読者です 読者をやめる 読者になる 読者になる

よんばば つれづれ

民主主義を機能させる、自立した「ひとり」でありたい

34年後の私は・・・

昨日は母の健康診断の日でした。朝9時の予約だったので間に合うバスがなく、駅前からタクシーで母のグループホームまで迎えに行き、そこからまた町の中心部にある病院へ戻るような形になりました。昨年友人のクリニックにかかった時は車椅子でしたが、今回は車椅子がなくても大丈夫、そのかわり待合室からレントゲン室、採尿のためのトイレ、心電図室、診察室と、移動のたびに手引き歩行で結構時間がかかりました。申し訳ないなと思いましたが、看護師さんは優しくリードしたり待ったりしてくださるし、若いお医者様も優しくて、安心して診ていただくことができました。あとは一週間後に書類をいただき、新しい施設に提出して、受け入れ許可の決定が出るのを待つばかりです。

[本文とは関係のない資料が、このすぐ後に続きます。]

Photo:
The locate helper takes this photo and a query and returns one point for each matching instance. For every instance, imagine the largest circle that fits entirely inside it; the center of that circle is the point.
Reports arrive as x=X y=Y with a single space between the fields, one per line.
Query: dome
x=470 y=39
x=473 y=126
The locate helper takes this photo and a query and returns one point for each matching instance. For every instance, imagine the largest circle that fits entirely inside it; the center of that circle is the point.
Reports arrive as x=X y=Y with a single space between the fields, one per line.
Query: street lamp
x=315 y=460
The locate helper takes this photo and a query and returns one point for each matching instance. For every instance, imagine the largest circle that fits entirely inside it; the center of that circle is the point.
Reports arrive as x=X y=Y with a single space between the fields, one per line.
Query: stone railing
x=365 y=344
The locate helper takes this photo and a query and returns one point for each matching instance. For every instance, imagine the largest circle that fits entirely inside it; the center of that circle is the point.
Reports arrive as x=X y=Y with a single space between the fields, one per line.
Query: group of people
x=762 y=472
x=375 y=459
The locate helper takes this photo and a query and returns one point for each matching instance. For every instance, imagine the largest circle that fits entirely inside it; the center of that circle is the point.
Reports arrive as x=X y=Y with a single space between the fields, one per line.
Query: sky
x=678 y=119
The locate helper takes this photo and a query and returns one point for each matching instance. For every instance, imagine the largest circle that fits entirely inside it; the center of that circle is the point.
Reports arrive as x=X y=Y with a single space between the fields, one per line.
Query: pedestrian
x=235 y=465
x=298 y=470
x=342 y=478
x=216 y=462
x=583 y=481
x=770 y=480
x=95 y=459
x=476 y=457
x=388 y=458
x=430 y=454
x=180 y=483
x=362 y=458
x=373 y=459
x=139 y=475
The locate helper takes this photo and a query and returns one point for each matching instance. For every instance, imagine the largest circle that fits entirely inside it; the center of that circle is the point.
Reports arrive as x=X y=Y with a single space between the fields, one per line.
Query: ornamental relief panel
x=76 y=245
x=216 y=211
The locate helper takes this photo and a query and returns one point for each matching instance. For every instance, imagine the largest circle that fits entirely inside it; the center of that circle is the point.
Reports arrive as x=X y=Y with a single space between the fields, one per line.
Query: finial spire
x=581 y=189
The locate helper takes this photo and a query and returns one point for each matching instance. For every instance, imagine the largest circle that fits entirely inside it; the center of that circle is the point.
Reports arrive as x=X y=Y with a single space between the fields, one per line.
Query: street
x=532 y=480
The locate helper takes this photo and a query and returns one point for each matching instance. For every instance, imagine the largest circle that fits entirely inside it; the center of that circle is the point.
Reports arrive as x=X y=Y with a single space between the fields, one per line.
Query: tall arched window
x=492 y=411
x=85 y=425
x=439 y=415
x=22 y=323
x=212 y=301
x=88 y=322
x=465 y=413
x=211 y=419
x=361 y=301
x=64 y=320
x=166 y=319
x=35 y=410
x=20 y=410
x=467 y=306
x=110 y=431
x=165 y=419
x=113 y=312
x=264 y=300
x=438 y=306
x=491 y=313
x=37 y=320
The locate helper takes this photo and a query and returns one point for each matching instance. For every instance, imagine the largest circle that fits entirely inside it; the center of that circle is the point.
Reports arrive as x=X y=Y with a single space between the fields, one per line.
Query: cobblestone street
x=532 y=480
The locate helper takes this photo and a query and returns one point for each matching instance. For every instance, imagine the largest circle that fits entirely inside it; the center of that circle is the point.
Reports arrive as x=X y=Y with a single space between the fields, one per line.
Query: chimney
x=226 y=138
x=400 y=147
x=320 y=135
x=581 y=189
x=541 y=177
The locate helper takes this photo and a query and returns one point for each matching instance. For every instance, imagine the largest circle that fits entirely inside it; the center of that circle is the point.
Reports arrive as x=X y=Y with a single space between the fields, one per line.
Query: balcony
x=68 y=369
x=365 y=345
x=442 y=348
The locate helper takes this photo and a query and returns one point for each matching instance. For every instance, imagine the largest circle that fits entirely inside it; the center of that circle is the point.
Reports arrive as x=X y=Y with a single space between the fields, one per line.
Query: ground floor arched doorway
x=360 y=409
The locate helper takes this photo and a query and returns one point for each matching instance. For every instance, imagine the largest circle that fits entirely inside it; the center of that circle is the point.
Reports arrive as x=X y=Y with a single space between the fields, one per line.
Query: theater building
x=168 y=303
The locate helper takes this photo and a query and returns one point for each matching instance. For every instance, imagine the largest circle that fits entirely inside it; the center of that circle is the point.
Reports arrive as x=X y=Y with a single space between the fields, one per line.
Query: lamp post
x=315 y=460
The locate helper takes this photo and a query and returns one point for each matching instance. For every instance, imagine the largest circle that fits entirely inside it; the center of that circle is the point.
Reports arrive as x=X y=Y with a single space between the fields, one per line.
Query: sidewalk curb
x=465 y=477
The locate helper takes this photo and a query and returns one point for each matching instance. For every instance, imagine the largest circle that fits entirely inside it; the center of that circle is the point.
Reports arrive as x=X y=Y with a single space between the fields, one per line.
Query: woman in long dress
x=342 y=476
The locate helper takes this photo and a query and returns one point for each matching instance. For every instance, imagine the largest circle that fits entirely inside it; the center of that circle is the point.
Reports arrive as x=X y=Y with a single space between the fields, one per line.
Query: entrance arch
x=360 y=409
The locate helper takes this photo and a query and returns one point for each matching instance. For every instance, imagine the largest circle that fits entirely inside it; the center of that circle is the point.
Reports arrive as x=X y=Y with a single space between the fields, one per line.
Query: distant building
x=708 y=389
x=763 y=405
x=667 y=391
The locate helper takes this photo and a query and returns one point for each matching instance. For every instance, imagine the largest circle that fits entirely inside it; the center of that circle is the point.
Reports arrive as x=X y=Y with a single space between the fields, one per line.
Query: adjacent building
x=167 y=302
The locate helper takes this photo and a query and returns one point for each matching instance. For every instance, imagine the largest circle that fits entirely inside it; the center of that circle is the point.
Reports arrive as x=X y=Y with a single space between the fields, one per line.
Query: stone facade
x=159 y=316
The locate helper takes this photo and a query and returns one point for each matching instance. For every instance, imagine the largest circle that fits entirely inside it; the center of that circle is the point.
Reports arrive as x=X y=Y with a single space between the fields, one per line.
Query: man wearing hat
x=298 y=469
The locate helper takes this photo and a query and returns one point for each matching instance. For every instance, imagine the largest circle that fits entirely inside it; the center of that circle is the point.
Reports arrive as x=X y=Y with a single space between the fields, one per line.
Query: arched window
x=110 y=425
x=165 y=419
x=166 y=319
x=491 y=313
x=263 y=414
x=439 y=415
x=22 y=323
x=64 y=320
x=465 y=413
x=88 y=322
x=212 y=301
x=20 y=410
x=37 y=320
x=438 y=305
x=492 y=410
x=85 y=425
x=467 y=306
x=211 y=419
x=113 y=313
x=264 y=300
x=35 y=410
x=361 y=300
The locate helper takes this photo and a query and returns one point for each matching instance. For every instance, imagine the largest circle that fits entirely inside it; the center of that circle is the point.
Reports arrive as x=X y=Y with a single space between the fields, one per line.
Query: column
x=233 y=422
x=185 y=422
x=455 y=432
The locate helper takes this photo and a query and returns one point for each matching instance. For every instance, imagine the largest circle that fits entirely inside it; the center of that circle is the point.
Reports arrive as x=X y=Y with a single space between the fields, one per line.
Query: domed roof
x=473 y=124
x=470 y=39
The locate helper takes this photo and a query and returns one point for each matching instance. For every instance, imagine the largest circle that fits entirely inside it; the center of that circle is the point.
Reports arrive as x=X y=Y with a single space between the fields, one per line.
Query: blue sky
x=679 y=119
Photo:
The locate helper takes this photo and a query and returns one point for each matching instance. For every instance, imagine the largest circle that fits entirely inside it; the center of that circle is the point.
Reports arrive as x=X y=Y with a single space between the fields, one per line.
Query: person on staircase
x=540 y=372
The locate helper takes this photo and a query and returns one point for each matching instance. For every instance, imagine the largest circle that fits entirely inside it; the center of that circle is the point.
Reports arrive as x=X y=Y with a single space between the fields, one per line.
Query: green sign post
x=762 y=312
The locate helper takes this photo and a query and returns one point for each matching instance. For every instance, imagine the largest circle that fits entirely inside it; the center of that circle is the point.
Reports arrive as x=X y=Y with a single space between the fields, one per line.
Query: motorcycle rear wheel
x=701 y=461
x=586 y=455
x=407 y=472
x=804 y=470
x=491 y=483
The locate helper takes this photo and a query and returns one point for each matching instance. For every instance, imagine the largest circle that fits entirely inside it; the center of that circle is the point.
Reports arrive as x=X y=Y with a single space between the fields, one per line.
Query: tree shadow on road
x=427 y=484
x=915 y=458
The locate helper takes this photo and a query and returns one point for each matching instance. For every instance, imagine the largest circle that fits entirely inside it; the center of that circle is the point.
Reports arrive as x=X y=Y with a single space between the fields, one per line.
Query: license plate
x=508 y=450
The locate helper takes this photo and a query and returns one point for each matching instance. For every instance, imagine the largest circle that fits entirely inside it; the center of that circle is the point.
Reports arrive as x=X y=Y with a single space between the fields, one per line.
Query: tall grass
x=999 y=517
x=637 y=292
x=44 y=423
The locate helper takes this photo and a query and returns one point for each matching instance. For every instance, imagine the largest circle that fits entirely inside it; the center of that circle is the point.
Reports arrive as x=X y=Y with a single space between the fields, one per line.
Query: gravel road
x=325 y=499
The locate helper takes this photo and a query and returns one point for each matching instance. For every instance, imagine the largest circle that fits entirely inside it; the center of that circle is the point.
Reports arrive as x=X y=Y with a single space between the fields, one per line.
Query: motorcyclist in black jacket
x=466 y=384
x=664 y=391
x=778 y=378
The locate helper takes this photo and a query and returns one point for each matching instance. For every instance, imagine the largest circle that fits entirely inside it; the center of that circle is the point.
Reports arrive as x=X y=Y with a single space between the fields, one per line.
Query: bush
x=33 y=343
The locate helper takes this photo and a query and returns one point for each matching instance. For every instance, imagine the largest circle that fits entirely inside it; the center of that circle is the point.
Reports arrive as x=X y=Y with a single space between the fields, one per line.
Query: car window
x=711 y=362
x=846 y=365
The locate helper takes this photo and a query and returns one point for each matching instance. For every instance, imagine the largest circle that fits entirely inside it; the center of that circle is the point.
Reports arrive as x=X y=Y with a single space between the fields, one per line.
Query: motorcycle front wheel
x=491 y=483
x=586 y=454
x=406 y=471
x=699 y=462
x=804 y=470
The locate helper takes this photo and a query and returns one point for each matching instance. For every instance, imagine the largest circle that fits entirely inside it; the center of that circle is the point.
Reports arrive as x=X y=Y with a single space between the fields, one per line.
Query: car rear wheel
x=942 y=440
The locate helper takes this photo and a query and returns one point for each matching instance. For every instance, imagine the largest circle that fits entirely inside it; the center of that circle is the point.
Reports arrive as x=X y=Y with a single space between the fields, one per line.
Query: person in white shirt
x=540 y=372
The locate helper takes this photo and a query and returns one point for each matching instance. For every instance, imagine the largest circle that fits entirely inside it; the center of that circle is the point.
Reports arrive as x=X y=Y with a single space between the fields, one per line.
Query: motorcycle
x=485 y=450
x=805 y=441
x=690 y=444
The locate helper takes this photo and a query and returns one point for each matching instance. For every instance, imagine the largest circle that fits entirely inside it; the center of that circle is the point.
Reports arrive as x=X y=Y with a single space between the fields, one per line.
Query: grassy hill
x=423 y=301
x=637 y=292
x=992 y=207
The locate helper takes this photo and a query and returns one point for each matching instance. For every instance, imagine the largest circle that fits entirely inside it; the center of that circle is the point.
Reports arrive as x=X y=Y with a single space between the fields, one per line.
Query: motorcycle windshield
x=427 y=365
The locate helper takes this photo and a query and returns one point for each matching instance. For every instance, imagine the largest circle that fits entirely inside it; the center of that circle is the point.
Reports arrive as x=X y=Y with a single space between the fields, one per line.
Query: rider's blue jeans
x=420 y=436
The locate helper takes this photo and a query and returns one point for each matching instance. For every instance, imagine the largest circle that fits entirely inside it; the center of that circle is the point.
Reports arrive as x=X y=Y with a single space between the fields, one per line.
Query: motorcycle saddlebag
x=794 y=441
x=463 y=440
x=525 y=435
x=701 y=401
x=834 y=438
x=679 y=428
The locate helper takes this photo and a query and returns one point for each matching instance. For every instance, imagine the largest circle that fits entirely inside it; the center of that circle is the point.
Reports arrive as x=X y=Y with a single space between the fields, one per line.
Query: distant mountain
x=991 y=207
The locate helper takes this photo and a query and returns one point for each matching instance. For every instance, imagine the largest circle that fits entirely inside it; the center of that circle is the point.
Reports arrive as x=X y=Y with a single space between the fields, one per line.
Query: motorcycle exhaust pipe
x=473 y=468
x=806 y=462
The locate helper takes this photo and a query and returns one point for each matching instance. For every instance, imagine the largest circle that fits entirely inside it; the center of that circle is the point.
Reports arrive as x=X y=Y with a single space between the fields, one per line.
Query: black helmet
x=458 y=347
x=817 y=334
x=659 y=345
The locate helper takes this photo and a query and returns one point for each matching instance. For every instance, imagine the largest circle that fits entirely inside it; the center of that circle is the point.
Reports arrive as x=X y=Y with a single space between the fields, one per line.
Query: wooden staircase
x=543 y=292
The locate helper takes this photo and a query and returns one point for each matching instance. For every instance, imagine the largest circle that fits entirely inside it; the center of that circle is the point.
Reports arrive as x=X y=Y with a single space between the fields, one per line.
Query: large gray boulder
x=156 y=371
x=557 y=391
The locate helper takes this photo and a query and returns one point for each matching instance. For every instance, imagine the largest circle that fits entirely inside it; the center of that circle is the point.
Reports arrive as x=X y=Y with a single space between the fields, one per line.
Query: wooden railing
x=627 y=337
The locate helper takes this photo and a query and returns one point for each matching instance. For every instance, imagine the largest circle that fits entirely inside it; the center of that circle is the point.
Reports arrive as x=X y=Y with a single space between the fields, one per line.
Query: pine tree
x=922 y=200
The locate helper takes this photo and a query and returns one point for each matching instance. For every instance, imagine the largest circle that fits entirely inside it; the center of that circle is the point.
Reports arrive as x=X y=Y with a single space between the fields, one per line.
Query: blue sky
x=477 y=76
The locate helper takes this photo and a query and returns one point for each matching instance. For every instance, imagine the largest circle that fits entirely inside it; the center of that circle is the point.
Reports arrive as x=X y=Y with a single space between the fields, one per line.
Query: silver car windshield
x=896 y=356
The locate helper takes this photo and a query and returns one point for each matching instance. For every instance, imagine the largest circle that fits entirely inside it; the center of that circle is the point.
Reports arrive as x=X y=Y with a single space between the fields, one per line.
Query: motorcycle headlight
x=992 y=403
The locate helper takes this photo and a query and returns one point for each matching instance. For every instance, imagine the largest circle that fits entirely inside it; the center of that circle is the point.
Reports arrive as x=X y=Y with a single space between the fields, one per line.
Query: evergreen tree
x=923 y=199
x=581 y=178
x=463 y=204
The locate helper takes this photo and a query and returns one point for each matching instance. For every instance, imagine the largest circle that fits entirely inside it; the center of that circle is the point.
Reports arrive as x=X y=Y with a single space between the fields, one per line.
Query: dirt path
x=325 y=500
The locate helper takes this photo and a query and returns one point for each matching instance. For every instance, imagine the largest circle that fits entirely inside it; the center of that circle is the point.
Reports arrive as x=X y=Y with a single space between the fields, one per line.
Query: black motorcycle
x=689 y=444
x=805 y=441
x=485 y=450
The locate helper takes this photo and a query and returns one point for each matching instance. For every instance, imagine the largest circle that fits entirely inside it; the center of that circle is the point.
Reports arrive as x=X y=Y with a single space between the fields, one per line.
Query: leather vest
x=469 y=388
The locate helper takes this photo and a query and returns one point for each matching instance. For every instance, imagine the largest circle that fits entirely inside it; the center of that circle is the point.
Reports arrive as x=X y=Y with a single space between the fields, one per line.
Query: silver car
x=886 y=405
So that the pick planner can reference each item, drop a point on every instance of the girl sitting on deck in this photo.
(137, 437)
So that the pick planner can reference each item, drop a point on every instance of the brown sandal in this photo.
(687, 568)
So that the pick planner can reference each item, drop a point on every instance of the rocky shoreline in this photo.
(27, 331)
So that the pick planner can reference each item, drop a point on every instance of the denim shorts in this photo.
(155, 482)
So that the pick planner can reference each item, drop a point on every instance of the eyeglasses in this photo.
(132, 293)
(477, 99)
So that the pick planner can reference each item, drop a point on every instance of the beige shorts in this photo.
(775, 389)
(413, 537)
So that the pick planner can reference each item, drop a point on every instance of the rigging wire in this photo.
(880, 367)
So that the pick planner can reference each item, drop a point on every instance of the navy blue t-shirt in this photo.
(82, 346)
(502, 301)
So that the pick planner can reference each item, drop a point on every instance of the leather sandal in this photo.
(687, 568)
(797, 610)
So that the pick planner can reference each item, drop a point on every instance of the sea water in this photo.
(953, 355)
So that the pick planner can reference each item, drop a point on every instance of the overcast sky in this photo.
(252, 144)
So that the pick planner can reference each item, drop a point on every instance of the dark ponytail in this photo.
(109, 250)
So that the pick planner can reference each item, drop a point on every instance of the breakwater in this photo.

つつがなく検診を終えて、またタクシーでホームに戻りました。帰りのバスが1時間以上ないので、職員の方には目障りかも知れないけれど、デイルームで母と一緒に過ごさせていただきました。昨日は丁度母の95歳の誕生日だったので、ホームでは綺麗な散らし寿司でお祝いしてくださいました。午後にはみんなでケーキも作るというお話でした。


超高齢化の現代、テレビで90歳100歳でもかくしゃくとして現役で仕事をなさっている方を目にすることも珍しくなくなってきましたが、ホームには母よりずっと若くてもはるかに職員の方たちの手を借りて暮らしている方がみえます。私がデイルームで過ごさせていただいている間にも、トイレ介助のおりに、入所者にかんしゃくを起こされひっかかれたと言っている職員の方がいました。

どのように年をとるかはとても難しく、また病気の影響であれば自分の意思でいかんともしがたく仕方のないことでしょうが、できることならば世話してくれる方々に手を焼かせない、また好意を持って接していただける年寄りになりたいと願わずにはいられません。私はわがままな人間なので、理性のたがが外れた時がとても心配ですが、今95歳の母を見て、親子でだいたい似た道をたどるとすればまずまずかなと、少し不安が薄らぐ思いです。母の姿は34年後の私、こうして間近で学ばせてもらう分、私はさらにもっと良い年の重ね方をしていたいものだと思います。


消えてなくなってしまったものと思っていた、白いアマリリス
10年ぶりくらいに咲きました。こんなこともあるのですね。